I was honoured by a mention here, in Fat Roland’s introduction to the Beatoff Generation. So far, I haven’t really commented much on my inclusion in the #beatoff movement. Which isn’t necessarily rude, by the way, it’s just a reversal of ‘offbeat’, see, nothing rude about it all as far as I can tell.
So without further ado – here it is. My comment, I mean. My contribution.
#beatoff is the unstoppable proliferation of grand yet oblique manifestos across multitudinous blogs and twitterfeeds, hoping to acknowledge the greatness of literary movements in general whilst simultaneously embarrassing all of the other existing movements, and ourselves, with our earnestness. #beatoff is the movement that named itself, as opposed to letting either commentators or history decide on what it should be called or whether or not it should even exist at all.
#beatoff is the litter of kittens that is born speaking with human voices and with soft, human hands. The articulate kittens that startle the human ‘owners’ of their feline mother into a blind panic, causing them to run away out of the house without locking the doors, but goddammit the fridge is full and its full of great unwritten books that we will eat and then regurgitate, our stomachs still too small to deal with the import and the consequence.
#beatoff is the deforestation of the forest that divides ‘true’ and ‘untrue’, the commitment to the telling of truth via fiction and the making up of stuff and pretending it might be true, and also the recognition that deforestation is never a good thing, in fact at the end of it there is always a wasteland and a damaged ecology. #beatoff is the beginning of that wasteland both in the temporal and geographical sense, it is the embrace of the wasteland, it is a violent rebuttal to the ecology which was actually only a metaphor for something awful anyway so it’s OK, it’s a good wasteland, this one, it’s a good wasteland and a never-ending one and we are all of us standing on the edge looking in and thinking ‘wow, it’s pretty verdant for a wasteland’.
#beatoff is a kick in the teeth for the word ‘pretentious’ because the word has teeth, teeth and a blackened heart. #beatoff is a kick in those teeth and a knife in that heart.
#beatoff is millions of us frantically hashtagging late into the whisky-addled night because hashtagging is important, and communication is important. #beatoff is a palimpsest of hopeful and obscure tweets and links and news and stories, a network extending from a nodal cluster that physically is in Manchester but electronically it could be anywhere. #beatoff is the novel that you would get if you arranged all of the words on the internet into their best possible order.
#beatoff is the joyous acceptance of anything and everything (apart from cruelty) and everybody, including other literary schools or movements, whichever, whether they like it or not.

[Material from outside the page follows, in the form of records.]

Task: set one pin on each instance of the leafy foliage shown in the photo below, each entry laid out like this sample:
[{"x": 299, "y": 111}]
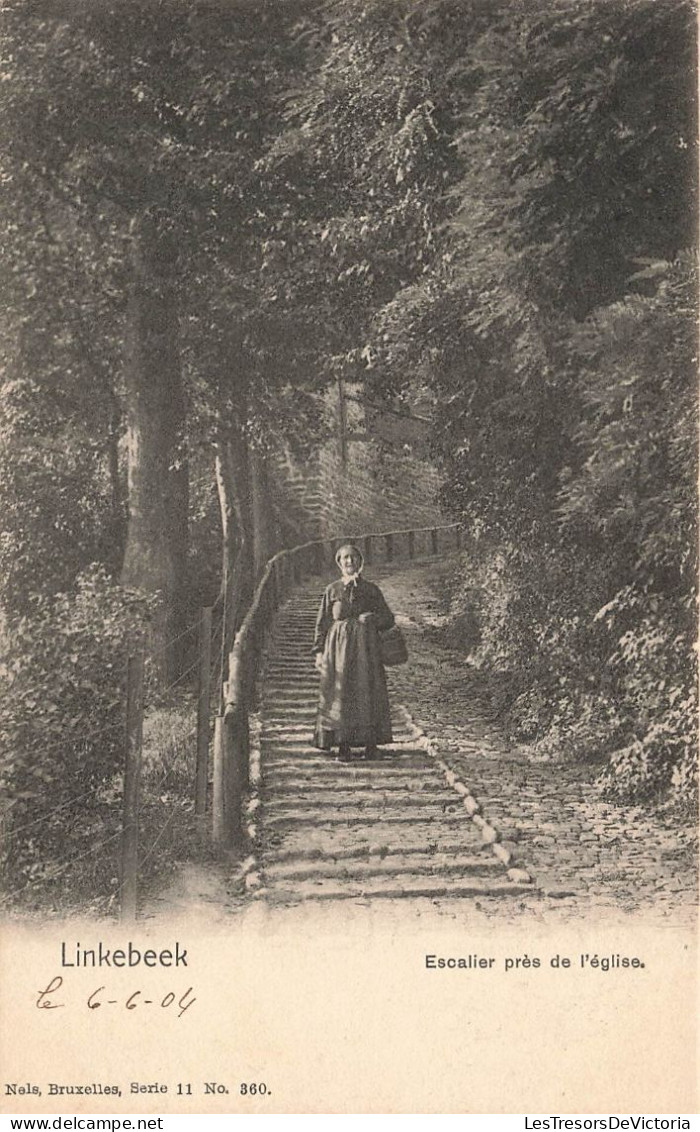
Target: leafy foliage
[{"x": 62, "y": 722}]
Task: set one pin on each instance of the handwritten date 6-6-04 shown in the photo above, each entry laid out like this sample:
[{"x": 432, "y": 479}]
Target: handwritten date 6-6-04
[{"x": 48, "y": 998}]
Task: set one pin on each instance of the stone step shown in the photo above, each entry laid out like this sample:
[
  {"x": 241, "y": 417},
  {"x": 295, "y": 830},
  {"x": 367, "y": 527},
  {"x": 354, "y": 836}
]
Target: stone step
[
  {"x": 284, "y": 842},
  {"x": 407, "y": 886},
  {"x": 391, "y": 865},
  {"x": 356, "y": 798},
  {"x": 332, "y": 778},
  {"x": 306, "y": 817},
  {"x": 363, "y": 850}
]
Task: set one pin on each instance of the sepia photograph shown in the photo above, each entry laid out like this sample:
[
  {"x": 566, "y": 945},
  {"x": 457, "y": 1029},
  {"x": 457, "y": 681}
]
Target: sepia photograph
[{"x": 349, "y": 556}]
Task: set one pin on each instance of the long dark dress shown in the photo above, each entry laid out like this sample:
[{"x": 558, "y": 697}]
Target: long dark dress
[{"x": 353, "y": 704}]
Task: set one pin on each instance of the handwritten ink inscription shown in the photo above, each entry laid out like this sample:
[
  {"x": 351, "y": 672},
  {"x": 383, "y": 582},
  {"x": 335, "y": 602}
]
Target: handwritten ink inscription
[{"x": 52, "y": 995}]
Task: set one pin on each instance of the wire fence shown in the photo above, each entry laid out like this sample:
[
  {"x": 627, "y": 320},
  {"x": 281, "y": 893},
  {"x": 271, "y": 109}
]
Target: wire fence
[{"x": 201, "y": 773}]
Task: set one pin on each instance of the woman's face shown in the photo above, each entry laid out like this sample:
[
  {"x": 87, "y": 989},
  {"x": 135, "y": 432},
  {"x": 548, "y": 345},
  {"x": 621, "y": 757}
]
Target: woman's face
[{"x": 349, "y": 563}]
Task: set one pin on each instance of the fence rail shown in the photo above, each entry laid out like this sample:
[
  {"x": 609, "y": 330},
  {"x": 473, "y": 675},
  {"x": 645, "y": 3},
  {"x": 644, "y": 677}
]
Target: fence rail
[
  {"x": 222, "y": 710},
  {"x": 282, "y": 572}
]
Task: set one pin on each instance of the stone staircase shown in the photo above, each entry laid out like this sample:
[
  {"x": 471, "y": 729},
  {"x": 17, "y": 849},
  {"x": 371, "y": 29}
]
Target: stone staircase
[{"x": 390, "y": 828}]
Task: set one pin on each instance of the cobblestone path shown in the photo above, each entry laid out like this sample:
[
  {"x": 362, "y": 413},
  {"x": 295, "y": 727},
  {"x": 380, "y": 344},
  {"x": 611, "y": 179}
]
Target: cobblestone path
[
  {"x": 589, "y": 857},
  {"x": 399, "y": 825}
]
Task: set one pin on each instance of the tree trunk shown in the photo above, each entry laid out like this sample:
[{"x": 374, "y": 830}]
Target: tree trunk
[
  {"x": 155, "y": 555},
  {"x": 264, "y": 534},
  {"x": 232, "y": 481}
]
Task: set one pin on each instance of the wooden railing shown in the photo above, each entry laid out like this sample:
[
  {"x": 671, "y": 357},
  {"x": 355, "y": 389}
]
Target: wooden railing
[{"x": 284, "y": 571}]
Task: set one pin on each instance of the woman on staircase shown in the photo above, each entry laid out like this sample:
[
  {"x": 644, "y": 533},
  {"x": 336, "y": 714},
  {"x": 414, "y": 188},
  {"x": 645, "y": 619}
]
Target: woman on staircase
[{"x": 353, "y": 705}]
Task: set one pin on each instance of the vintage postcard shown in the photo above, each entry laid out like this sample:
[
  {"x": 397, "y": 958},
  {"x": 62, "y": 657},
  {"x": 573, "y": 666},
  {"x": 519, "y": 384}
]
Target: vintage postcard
[{"x": 348, "y": 481}]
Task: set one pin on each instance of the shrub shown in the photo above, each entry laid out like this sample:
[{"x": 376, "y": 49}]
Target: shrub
[{"x": 62, "y": 722}]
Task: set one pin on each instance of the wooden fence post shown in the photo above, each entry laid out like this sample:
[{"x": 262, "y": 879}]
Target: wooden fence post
[
  {"x": 219, "y": 816},
  {"x": 131, "y": 783},
  {"x": 203, "y": 711}
]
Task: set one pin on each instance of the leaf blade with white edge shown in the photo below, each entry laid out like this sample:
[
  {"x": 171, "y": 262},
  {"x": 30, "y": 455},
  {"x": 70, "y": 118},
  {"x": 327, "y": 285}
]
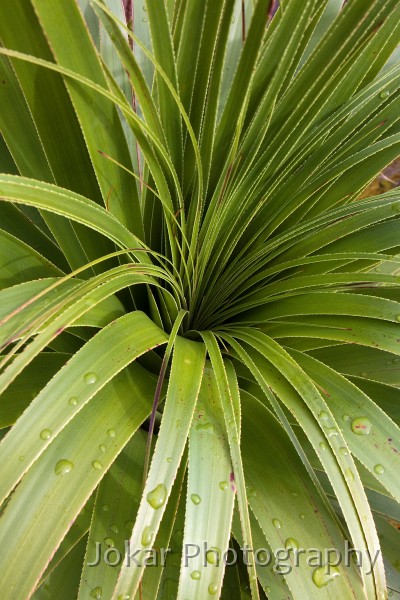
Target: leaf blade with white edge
[
  {"x": 209, "y": 508},
  {"x": 57, "y": 486},
  {"x": 128, "y": 337},
  {"x": 181, "y": 398}
]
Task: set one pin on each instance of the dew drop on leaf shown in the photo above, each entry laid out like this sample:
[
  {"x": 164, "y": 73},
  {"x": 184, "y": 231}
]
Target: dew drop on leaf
[
  {"x": 90, "y": 378},
  {"x": 361, "y": 426},
  {"x": 195, "y": 575},
  {"x": 156, "y": 498},
  {"x": 212, "y": 556},
  {"x": 322, "y": 576},
  {"x": 147, "y": 536},
  {"x": 349, "y": 474},
  {"x": 276, "y": 523},
  {"x": 63, "y": 467},
  {"x": 205, "y": 427},
  {"x": 331, "y": 431}
]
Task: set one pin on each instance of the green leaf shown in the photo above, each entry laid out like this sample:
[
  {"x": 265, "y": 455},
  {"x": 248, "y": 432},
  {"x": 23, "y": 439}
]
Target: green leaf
[
  {"x": 81, "y": 379},
  {"x": 181, "y": 399},
  {"x": 62, "y": 479},
  {"x": 209, "y": 508}
]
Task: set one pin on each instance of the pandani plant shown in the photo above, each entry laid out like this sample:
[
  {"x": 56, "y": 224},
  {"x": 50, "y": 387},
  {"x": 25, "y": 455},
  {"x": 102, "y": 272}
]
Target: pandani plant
[{"x": 200, "y": 333}]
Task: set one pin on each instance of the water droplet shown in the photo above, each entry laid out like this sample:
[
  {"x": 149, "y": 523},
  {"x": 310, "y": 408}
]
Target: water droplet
[
  {"x": 63, "y": 467},
  {"x": 349, "y": 474},
  {"x": 90, "y": 378},
  {"x": 156, "y": 498},
  {"x": 212, "y": 589},
  {"x": 276, "y": 523},
  {"x": 212, "y": 556},
  {"x": 361, "y": 426},
  {"x": 331, "y": 431},
  {"x": 291, "y": 543},
  {"x": 262, "y": 557},
  {"x": 109, "y": 542},
  {"x": 322, "y": 576},
  {"x": 205, "y": 427},
  {"x": 147, "y": 536},
  {"x": 195, "y": 575}
]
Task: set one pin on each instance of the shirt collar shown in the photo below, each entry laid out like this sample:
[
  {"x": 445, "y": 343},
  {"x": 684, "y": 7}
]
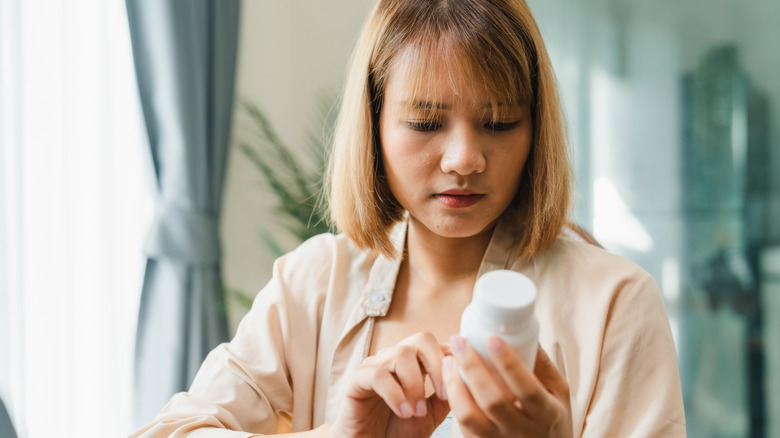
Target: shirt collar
[{"x": 378, "y": 294}]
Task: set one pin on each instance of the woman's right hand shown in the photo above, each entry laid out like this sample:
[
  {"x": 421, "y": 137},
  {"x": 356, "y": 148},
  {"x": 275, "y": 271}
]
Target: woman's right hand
[{"x": 385, "y": 395}]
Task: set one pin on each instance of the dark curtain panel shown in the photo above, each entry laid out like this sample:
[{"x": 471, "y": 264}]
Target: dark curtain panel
[{"x": 185, "y": 59}]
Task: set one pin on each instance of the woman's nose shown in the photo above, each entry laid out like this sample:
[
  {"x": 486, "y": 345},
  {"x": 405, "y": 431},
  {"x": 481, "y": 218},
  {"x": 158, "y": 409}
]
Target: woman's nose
[{"x": 463, "y": 153}]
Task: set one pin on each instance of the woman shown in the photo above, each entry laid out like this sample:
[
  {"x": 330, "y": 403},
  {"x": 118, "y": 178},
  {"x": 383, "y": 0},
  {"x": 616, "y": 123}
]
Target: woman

If you are reading this then you are #beatoff. #beatoff is a fire burning in your old schoolbag. #beatoff is you smashing your spectacles up safe in the knowledge that you won’t ever need them again. #beatoff is that feeling you get when you think you’ve made a massive mistake at work, but then see that you haven’t, that everything’s OK. #beatoff is to fiction that feeling of waking up and thinking it’s Monday only to realise that no, actually it’s Saturday. #beatoff is the City of Light burning down, being consumed totally by flames as deep and meaningful as the ancestral memory of elephants.
(Speaking of elephants, I was once told that if you keep on feeding an elephant it will never die, that they only die in the wild because their teeth fall out and they can’t eat).